A buffalo just finished taking a dust bath in this photo.   They roam everywhere, and seem unaffected by the other animals.  They walked right through the area where the two wolves were at. They seem to know they aren´t in any danger.

A coyote came through, too, but he didn´t stay long.

Normally the elk would be here, but they haven´t come down from the high country yet.  The weather has been unusually warm.  The Equinox storm, which usually hits around September 22, is late.  You can´t tell it by the temps in the morning--it is very cold--but it warms up quickly.  By 11 a.m. we are all removing layers of coats and sweat shirts.  

A small herd of Prong Horn antelope are here.  They are very pretty and frisky this morning.  Their rut will begin soon.

While we were watching for the wolf pack, a grizzly bear wandered down from the mountain that is on the other side of the valley.  He came very close to the buffalo, but no one could tell if he was really looking to hunt one of them or not.   At one point, however, a few of them lined up and faced him.  They stood shoulder-to-shoulder, and looked very formidable.   The griz ambled back into the pines after a while.

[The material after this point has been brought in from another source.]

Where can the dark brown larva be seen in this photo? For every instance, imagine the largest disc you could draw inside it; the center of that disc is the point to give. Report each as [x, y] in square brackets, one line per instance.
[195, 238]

When the bear left, we decide to take a break, which means we hop into the Adventure bus and ride to the closest porta-potty.   It is at the other end of Lamar Valley.  While some of us stand in line, the others scan for wolves.   They soon spot 3 of the Druid pack trotting into the Valley and heading toward the other two wolves. Quickly we load back into the bus and return to the hill.   Eventually we are able to see another wolf through the scopes, but by now they are really far away.  The day is warming up rapidly, and the Druid pack appears to have left the Valley.
We decide to leave, too.  This time we are going to drive up to Mount Washburn, through the Dunraven Pass.   Bears have been spotted up there, and we decide to look for them.